Alors qu'une étudiante lui demande si la climatisation restera branchée après son départ, il lance: "Vous me parlez comme si j'étais toujours une puissance coloniale... Je ne veux pas m'occuper de la climatisation dans les universités du Burkina, c'est le travail du président (burkinabè Roch Marc Christian) Kaboré!". Et, se moquant de son homologue qui quitte la salle: "Du coup il s'en va... Reste là! Il est parti réparer la climatisation!", plaisante le président français. Le président Kaboré est revenu plus tard, souriant.

"Imaginez une jeune femme qui vit à Angoulême, en France", dit-il à une étudiante qui critique la présence des soldats français au Burkina. "Elle n'a peut-être jamais entendu parler du Burkina. Son jeune frère est peut-être mort ces derniers mois pour vous sauver. Et vous la remerciez en disant ça? Vous n'avez pas votre jeune frère qui est en train de se battre sur le sol belge ou français. Ne venez pas me parler comme ça des soldats français. Vous ne devez qu'une chose aux soldats français, les applaudir", dit-il récoltant... des applaudissements.

"J'ai apprécié positivement son discours, cependant sur l'impérialisme français, la présence des bases françaises en Afrique, il a botté en touche", s'insurge Modeste Bagoro, étudiant en mathématiques.

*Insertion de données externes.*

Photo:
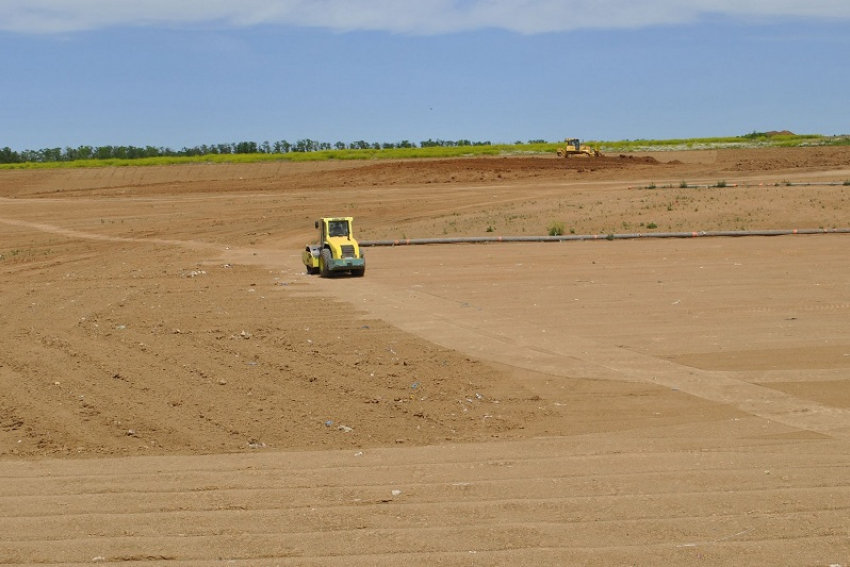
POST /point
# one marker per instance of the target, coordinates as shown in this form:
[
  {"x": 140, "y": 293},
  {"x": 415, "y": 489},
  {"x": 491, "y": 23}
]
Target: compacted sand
[{"x": 175, "y": 390}]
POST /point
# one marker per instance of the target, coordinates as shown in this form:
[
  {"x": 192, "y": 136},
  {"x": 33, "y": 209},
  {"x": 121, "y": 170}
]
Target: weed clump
[{"x": 556, "y": 228}]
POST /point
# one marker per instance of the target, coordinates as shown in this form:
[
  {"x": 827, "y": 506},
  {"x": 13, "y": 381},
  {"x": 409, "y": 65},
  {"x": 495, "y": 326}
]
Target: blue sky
[{"x": 191, "y": 72}]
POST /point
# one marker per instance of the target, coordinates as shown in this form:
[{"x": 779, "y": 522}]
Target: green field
[{"x": 754, "y": 140}]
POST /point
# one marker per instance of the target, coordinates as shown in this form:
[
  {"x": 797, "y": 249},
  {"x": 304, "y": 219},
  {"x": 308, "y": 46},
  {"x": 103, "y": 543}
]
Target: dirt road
[{"x": 175, "y": 390}]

"N'ayez pas des obsessions"

Le débat se poursuit. A une question sur le franc CFA et "l'or du Burkina" qui serait déposé à la Banque de France, et s'il a "peur" d'en parler, Macron rétorque: "Qui fait des études d'économie ici ?" Aucune main ne se lève... "Si quelqu'un peut me dire où l'or burkinabè est caché à Paris je suis preneur! Il n'y en a pas, il faut être sérieux. Tout le monde va se calmer". Avant d'expliquer, pédagogique, qu'il existe bien des dépôts de réserve à la banque centrale indispensables pour garantir une monnaie.

"N'ayez pas des obsessions", poursuit-il sur le CFA. "Si demain quelqu'un décide de ne plus en être membre, il n'y est plus". Se retournant vers le place toujours vacante du président Kaboré, il ironise: "Dès qu'il aura réparé la clim' de l'amphithéâtre il sortira de la zone franc, vous l'avez compris!"

"Ce n'est pas aussi facile qu'il le dit car il y a un risque que la France retire tous ses intérêts. Donc la sortie du franc CFA se présente comme un couteau tranchant pour nous-mêmes", estime un étudiant. Macron s'agace : "N'ayez pas ce discours de revendication post-colonialiste qui n'est pas de votre génération. N'ayez pas une approche bêtement post-coloniale ou anti-impérialiste"


"Ca n'existe pas les frontières ouvertes à tous les vents"

Quand un étudiant lui demande d'ouvrir les frontières aux migrants, il répond : "Je ne peux pas expliquer à mes classes moyennes qui ont travaillé, qui paient des impôts, que c'est formidable, qu'on va accueillir tout le monde. C'est ridicule, qui va financer ça? Vous allez nourrir le racisme et la xénophobie. Ca n'existe pas les frontières ouvertes à tous les vents, ça ne marche pas".

Sur l'esclavage en Libye, il attaque : "Qui sont les auteurs du trafic ? Ce sont des Africains, mon ami! Posez-vous la question, arrêtez de dire que le problème, c'est l'autre. Il y a des Africains qui escalavagisent d'autres Africains. Nous les combattrons mais ne venez pas me faire des leçons de morale. Il ne faut aucun propos simpliste. Ces scènes sont intolérables pour moi autant que pour vous".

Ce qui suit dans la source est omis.